You had to know this was coming. I even predicted a Lanham Act and Consumer Fraud Act claim would be part of a good green litigation.
Earlier this week, Henry Gifford, public critic of LEED (you may have read his Op-Eds in the New York Times) filed a class action law suit against the USGBC and its founders personally on behalf of "consumers, taxpayers, building design and construction professionals." The allegations are essentially fraud and false advertising, an anti-trust claim and a RICO claim thrown in for good measure. His theory is that the USGBC has falsely claimed that its rating system makes buildings save energy, and that building owners have spent more money to have their buildings certified, that professionals have gotten worthless professional credentials and people in general have been duped into thinking LEED has meaning. The Complaint can be downloaded here.
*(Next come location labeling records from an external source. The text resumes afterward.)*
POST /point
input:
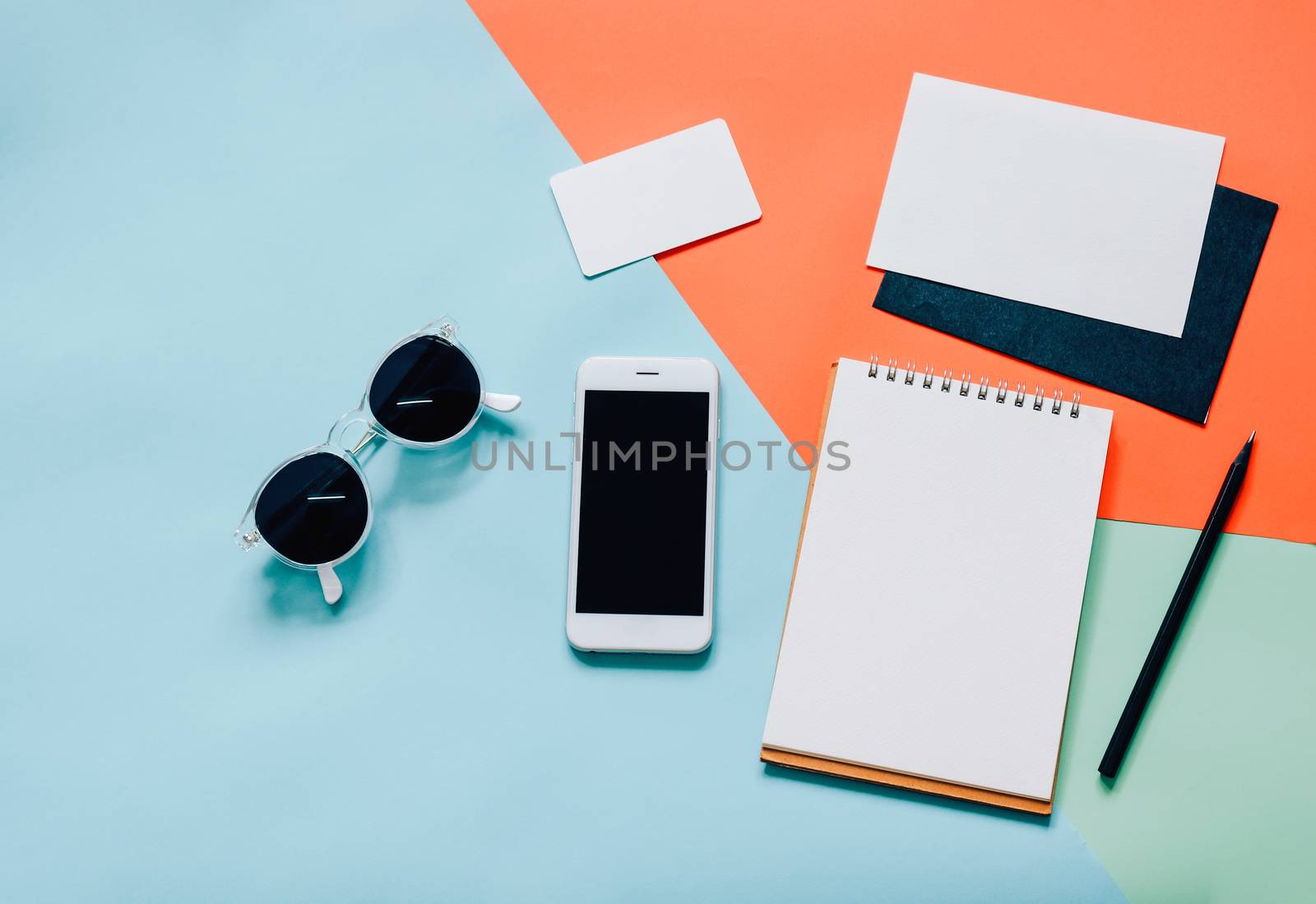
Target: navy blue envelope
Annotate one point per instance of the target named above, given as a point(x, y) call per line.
point(1175, 375)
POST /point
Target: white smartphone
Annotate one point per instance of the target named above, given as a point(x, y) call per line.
point(642, 503)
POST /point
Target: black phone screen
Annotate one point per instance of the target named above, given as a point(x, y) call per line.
point(644, 493)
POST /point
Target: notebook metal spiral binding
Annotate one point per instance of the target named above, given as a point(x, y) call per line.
point(911, 370)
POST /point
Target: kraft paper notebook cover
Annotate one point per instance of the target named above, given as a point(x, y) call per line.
point(938, 582)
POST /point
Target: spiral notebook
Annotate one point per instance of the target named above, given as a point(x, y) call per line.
point(934, 614)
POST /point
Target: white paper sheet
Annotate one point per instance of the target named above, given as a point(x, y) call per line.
point(1037, 202)
point(655, 197)
point(936, 601)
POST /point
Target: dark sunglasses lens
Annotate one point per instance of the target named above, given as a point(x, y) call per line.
point(313, 509)
point(425, 391)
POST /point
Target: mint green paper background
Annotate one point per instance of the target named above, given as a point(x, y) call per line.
point(212, 219)
point(1215, 799)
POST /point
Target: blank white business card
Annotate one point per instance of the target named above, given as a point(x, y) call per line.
point(655, 197)
point(1057, 206)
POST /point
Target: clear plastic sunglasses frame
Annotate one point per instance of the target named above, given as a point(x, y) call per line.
point(337, 443)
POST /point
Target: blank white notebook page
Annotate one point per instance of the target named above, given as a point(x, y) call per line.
point(1070, 208)
point(936, 601)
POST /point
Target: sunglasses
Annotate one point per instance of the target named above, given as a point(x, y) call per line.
point(313, 511)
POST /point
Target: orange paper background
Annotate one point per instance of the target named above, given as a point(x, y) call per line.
point(813, 95)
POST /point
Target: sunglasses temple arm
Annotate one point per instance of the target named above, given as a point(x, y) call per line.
point(329, 583)
point(502, 401)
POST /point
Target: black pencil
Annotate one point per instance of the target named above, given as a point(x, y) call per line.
point(1175, 614)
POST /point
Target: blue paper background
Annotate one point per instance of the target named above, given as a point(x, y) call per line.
point(212, 220)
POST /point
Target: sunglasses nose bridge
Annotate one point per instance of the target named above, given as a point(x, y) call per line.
point(342, 436)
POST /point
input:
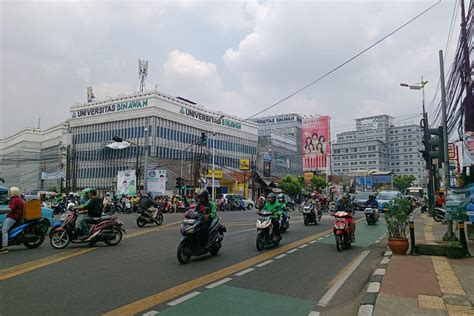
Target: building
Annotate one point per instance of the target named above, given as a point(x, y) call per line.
point(377, 144)
point(35, 159)
point(279, 145)
point(174, 127)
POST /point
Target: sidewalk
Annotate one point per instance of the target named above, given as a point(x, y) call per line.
point(427, 285)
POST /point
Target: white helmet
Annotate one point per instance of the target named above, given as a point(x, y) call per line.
point(14, 191)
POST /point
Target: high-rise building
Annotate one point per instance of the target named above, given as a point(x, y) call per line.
point(378, 144)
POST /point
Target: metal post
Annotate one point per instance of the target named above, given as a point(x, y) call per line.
point(445, 136)
point(145, 163)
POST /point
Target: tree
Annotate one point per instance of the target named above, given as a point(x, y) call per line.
point(403, 182)
point(319, 183)
point(291, 185)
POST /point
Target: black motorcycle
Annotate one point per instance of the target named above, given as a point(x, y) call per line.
point(144, 218)
point(371, 215)
point(310, 214)
point(194, 243)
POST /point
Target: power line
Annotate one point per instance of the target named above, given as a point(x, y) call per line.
point(345, 63)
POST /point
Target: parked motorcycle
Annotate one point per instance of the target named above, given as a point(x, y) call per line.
point(31, 234)
point(310, 214)
point(145, 218)
point(193, 242)
point(371, 215)
point(342, 230)
point(265, 233)
point(107, 229)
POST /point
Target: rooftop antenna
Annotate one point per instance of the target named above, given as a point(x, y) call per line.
point(142, 73)
point(90, 95)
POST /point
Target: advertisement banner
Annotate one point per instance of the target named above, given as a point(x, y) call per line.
point(316, 149)
point(127, 182)
point(156, 181)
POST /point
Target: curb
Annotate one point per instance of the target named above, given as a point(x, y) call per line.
point(370, 297)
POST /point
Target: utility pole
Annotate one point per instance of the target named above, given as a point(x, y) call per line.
point(445, 136)
point(466, 75)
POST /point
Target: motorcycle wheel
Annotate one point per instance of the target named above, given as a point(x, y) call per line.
point(339, 243)
point(59, 239)
point(260, 243)
point(118, 237)
point(159, 219)
point(34, 244)
point(141, 221)
point(184, 252)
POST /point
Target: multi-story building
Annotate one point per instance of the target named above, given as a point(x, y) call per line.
point(377, 144)
point(34, 159)
point(174, 127)
point(279, 144)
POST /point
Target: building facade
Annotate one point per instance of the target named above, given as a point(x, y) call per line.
point(35, 159)
point(174, 127)
point(279, 145)
point(377, 144)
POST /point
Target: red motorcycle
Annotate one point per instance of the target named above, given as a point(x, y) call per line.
point(342, 230)
point(107, 229)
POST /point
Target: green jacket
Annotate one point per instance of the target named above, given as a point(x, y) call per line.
point(275, 209)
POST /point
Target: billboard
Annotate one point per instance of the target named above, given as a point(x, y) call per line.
point(156, 181)
point(316, 148)
point(127, 182)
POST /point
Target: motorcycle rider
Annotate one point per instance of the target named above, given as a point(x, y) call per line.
point(93, 209)
point(345, 205)
point(14, 215)
point(274, 207)
point(206, 207)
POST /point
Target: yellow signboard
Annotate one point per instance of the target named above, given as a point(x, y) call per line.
point(218, 174)
point(244, 164)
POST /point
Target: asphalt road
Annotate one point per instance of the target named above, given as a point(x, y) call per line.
point(142, 274)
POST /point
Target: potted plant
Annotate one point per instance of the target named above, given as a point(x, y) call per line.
point(397, 219)
point(454, 250)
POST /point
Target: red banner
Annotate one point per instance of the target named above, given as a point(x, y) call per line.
point(316, 148)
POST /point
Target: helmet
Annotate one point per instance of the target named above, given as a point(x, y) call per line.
point(14, 191)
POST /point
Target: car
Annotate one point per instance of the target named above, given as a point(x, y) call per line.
point(4, 209)
point(384, 198)
point(360, 198)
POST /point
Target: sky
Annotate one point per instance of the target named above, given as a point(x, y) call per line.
point(232, 56)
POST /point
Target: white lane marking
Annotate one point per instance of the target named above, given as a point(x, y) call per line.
point(264, 263)
point(183, 298)
point(379, 271)
point(241, 273)
point(374, 287)
point(213, 285)
point(324, 301)
point(385, 260)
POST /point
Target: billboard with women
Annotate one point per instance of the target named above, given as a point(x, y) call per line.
point(316, 147)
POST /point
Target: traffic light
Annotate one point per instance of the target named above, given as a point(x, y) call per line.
point(203, 139)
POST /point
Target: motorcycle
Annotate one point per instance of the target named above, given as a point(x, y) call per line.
point(29, 233)
point(193, 243)
point(439, 214)
point(265, 233)
point(107, 229)
point(145, 218)
point(371, 215)
point(342, 230)
point(285, 221)
point(310, 215)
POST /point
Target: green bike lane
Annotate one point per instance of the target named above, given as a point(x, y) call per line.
point(289, 284)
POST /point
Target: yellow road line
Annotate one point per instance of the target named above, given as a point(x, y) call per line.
point(169, 294)
point(33, 265)
point(447, 280)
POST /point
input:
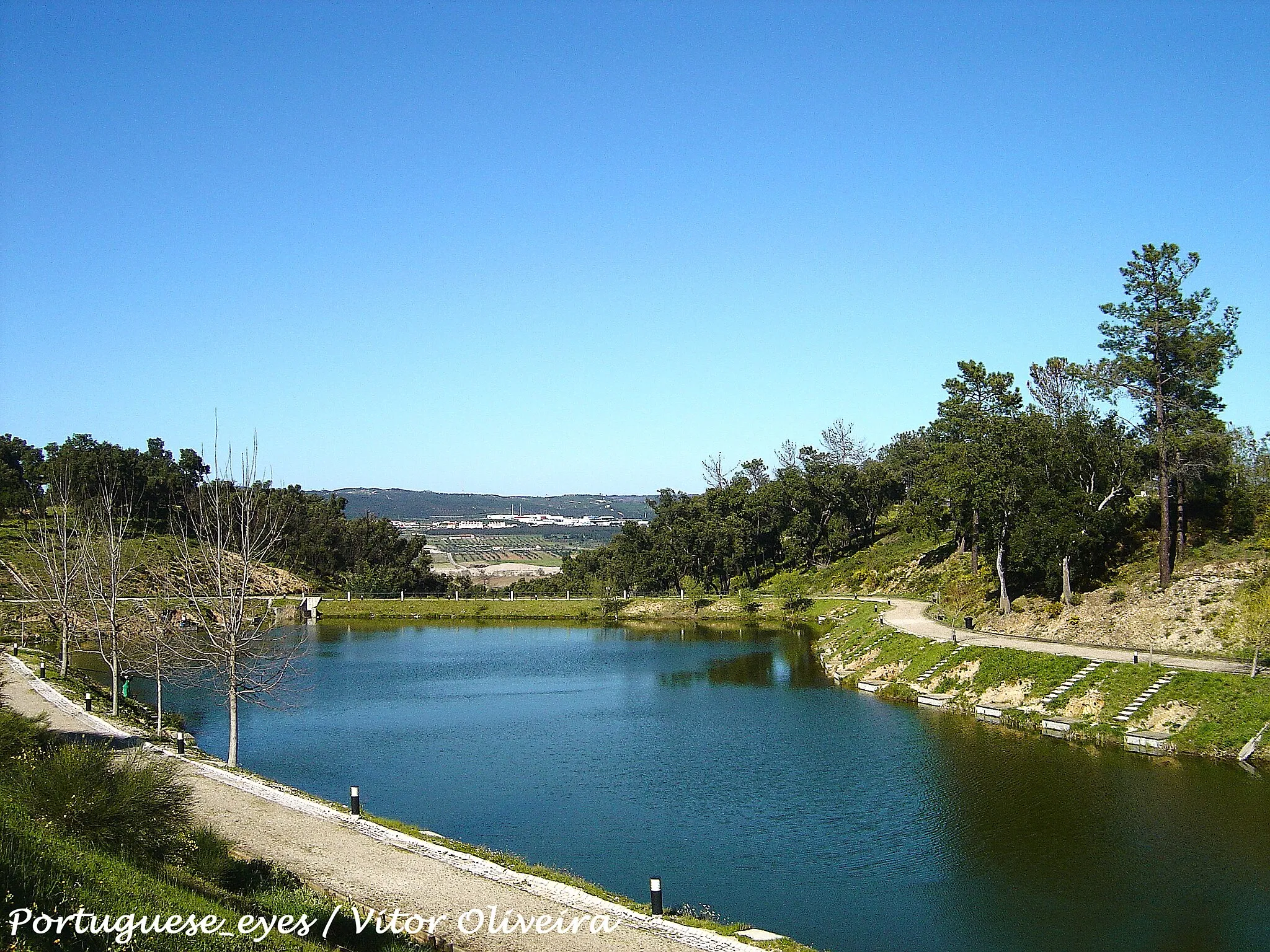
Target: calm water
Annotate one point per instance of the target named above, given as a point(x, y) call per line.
point(723, 762)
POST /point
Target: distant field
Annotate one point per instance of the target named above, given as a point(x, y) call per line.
point(541, 547)
point(417, 505)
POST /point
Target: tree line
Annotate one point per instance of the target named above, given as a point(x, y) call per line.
point(365, 555)
point(1044, 493)
point(103, 524)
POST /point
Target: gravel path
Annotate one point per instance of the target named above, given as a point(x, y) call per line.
point(371, 865)
point(910, 615)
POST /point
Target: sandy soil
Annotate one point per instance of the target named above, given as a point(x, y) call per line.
point(1013, 694)
point(1168, 718)
point(375, 866)
point(908, 615)
point(1088, 706)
There will be a lot written on this suit–blog posts, client alerts, articles will dissect the wrongness or the rightness of the claims. Real estate and construction lawyers, including me, lit up at the sound of the stamp of the clerk in the Southern District of New York where the case was filed.
My initial take (hey–I have to get in my fair share of the follow-on publication) is that the case may have merit, but it has a bad plaintiff. Rosa Parks was not the only person to object to segregated buses by refusing to give up their seat. She was chosen by the NAACP because she made a good plaintiff.
The plaintiffs in this case are Mr. Gifford, his company, and a resident of the state of Arizona, presumably representing the taxpayer, as nothing is stated in the Complaint about his occupation or other way he might have been harmed personally.
I don’t think that, as alleged, this suit will survive class certification. In a class action suit, you must consider (among other things) whether the plaintiffs are enough alike so that their claims can be adjudicated together, whether the questions of fact and law are sufficiently similar, and whether the lead plaintiffs adequately represent members of the class.
Here, the Plaintiffs are purporting to file suit on behalf of a whole range of plaintiffs with all different harms–harms to building and design professionals who sought educational certifications, building owners who paid additional money to have their buildings certified and other unspecified "consumers", and taxpayers.
Let’s put aside the fact that, as a general proposition, taxpayers do not have standing to sue. There is a commonality problem and a causation problem for the class–did the USGBC’s false statements cause the same type of harm to the same type of plaintiff. Indeed, did the false statements cause any harm at all to these plaintiffs.
Why go through this academic class certification exercise, except to prove to Professor Burbank, the professor of my Advance Civil Procedure Class on Class Actions at the University of Pennsylvania that, despite the fact that I rarely got up for his 8 am class, I did, in fact, learn something?
It matters because the allegations in the suit matter. Is the USGBC engaging in intentional, fraudulent actions? Or was it a good organization seeking to benefit the world by promoting more ecologically friendly building practices? Or a little from column A and a little from Column B.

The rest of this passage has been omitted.